Interview, director George Miller
The Australian filmmaker continues to expand the mythology of the Mad Max world -- what he calls "Westerns on wheels" -- with the "Fury Road" prequel, "Furiosa."
George Miller has been building the cinematic landscape of the “Mad Max” franchise for 45 years now. Most thought the post-apocalyptic saga ended in 1985, but he surprised everyone by bringing it back, bigger and badder than ever, with 2015’s “Mad Max: Fury Road.”
He continued to confound expectations by, approaching age 80, making a follow-up, but instead focusing on the character of Furiosa, played by Charlize Theron in “Fury Road” and by Anya Taylor-Joy in “Furiosa: A Mad Max Saga,” which essentially acts as her origin story. Chris Hemsworth co-stars as her nemesis, the warlord Dr. Dementus.
Miller sat down for a video interview with select members of the Critics Choice Association, of which I am privileged to be a member, taking our questions and sharing his thoughts on making a Mad Max movie without Max. Here is an edited transcript.
Question: Why does Mad Max still resonate with people years later and all the way around the globe?
George Miller: You know, I don't think you could come down to a fixed answer to that. But I think it's a thing why I'm still sort of drawn to telling these kind of stories. They're basically allegories. In the same way that the American Western you could argue is allegories. And indeed, certainly for everything from fairy stories to folk lore, mythologies, even religious stories, where the story is in the eye of the beholder, wherever you are. Wherever you are in time or space.
Q: Why did you know that Anya Taylor-Joy would be ideal to take this mantle of Furiosa? Especially knowing that this was, again, gonna be a different look for this character that folks were already familiar with?
GM: Yeah, so, I mean, she definitely had big shoes to fill. And I'd only seen a few short clips of “The Witch.” And this was before she did the “Queen's Gambit.” But Edgar Wright showed me a very early cut of “Last Night in Soho.” And I saw her for the first time. There was something very compelling about her. And I did until Edgar at that point, you know, what I was interested in casting her. But he picked it up straightaway and said, "She's got it all, George. Whatever you need her to do, she can doit." And I really trusted his opinion.
And it proved to be right. I mean, it's a difficult role. Like a lot of these classic sort of characters, particularly in the Westerns, you could argue that the Mad Maxes are Westerns on Wheels. The lead character is often quite iconic. Yet, Max, throughout all these stories, hardly ever says anything. Furiosa, in Fury Road, hardly said anything.
And in this story, she can't. People who speak the most are the warlords in this world. Immortan Joe, and indeed, Dementus. Because it's part of their pageantry, if you like. And she had to do it. She had to do it. And of course, something about there's a timelessness to her. Something about her face. The way that you know there's a lot of stuff roiling inside, and it somehow is, you know, it becomes apparent without having to work itself hard and make it obvious.

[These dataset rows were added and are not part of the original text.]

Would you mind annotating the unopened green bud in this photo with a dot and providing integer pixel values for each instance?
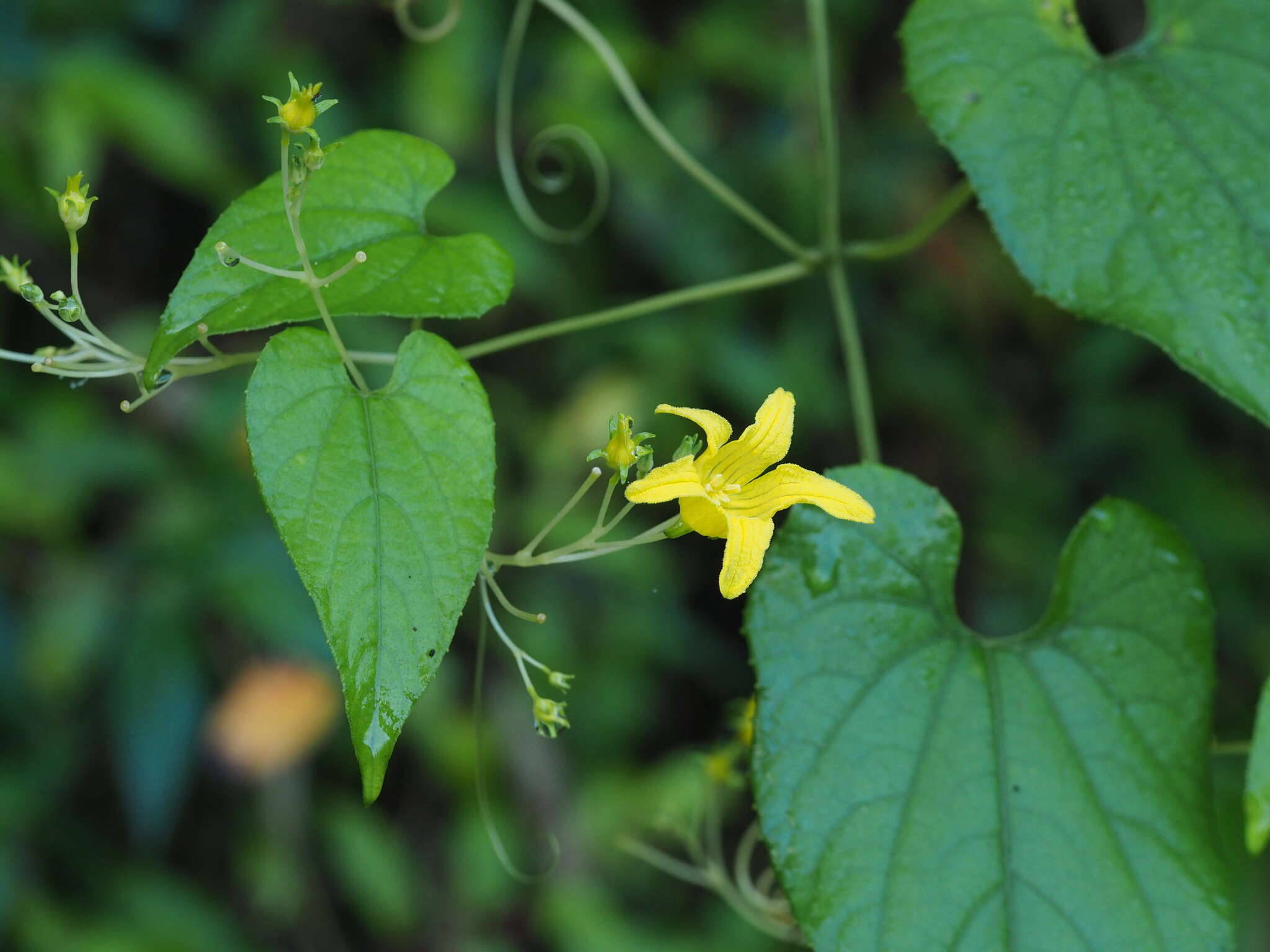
(226, 255)
(73, 205)
(548, 716)
(314, 156)
(70, 310)
(623, 448)
(13, 273)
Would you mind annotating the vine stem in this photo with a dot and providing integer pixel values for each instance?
(831, 239)
(753, 281)
(660, 135)
(310, 278)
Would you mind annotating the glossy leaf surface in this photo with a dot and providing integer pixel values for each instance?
(925, 788)
(1128, 188)
(370, 196)
(384, 501)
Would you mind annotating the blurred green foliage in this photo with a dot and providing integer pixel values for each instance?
(140, 573)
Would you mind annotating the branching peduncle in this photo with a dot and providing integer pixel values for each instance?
(311, 280)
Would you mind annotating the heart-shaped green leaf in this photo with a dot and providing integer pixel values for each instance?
(385, 503)
(1128, 188)
(370, 196)
(925, 788)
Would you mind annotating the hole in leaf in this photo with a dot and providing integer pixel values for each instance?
(1113, 24)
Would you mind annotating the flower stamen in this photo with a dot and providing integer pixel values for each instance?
(718, 491)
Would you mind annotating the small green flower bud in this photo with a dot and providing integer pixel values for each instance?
(623, 448)
(314, 156)
(226, 255)
(559, 679)
(13, 273)
(73, 205)
(70, 310)
(548, 715)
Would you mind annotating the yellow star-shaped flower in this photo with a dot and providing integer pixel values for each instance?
(724, 493)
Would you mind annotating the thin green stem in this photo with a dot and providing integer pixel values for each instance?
(858, 369)
(1231, 748)
(536, 617)
(98, 337)
(665, 862)
(753, 281)
(881, 249)
(621, 514)
(213, 364)
(487, 814)
(603, 506)
(310, 278)
(831, 240)
(427, 35)
(662, 136)
(527, 550)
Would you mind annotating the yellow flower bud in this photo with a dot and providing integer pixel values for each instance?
(301, 110)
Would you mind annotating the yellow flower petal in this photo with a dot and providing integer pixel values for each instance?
(666, 483)
(716, 427)
(744, 555)
(789, 484)
(704, 517)
(765, 442)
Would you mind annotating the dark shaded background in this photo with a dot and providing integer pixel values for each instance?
(140, 573)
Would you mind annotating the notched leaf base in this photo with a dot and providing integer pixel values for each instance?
(385, 503)
(925, 788)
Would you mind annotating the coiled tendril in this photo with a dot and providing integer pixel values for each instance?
(550, 145)
(427, 35)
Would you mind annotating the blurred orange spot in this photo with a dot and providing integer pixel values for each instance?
(271, 718)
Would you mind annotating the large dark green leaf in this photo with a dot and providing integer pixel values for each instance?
(925, 788)
(370, 196)
(1128, 188)
(385, 503)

Q: I wanted to bring this next question for folks that maybe don't know is that your first degree was in medicine. And there's a realness to a lot of the, I would say, physicality of the wasteland and some of that. Like, how has your medical background helped you with filmmaking in general, but particularly within this sort of Mad Max arena?
GM: Well, as time went on, I began to realize that probably the reason I'm still making films is because, it's the same reason why I was first interested in being a doctor when I was a little kid. I was very curious about who we are as human beings. And you have the opportunity to really think about, to actually look at ourselves as human being, from every point of view.
I mean, the first thing, and these are things that just occurred to me in recent years, the first thing that you do as a doctor is to take a history. You basically want the history, you'd want the story of the patient, let's say. Because it's only there, first of all, you're looking at the whole human being. And then you narrow it down on the specific pathology if there is one. That's number one.
You're also seeing people in extreme situations. People don't turn up to a hospital where I mainly work unless there's something serious going on. Sometimes it's childbirth, which has got its own issues. Each of us were born to our mothers, and yet there's something heroic about childbirth. Particularly for a woman who basically relinquishes her own self-interests for another, which as Joseph Campbell said, is the essential quality of the hero.
Q: And you’ve always approached Mad Max with such a detailed vision for everything that you want to do and everything that you want to achieve. How have you been able to keep that clarity throughout the shifts?
GM: Well, to be honest, look, I have to say, curiosity definitely. No question. I’ve still got an appetite for it. And I’ve found when I started making, I was trying to figure out how to tell stories, and that’s become not only an inquiry, basically now lifelong. I never intended for this to be the case, but it’s a lifetime inquiry into not only how to tell stories, but why we tell stories.
And what is the function of the story? Somehow, whatever the medium always changes. But story is fundamental to who we are as human beings, there’s no question about it. We are hard wired for it. It’s the way I think that our brains work, both individually and collectively. And I know it’s been with us for all of time.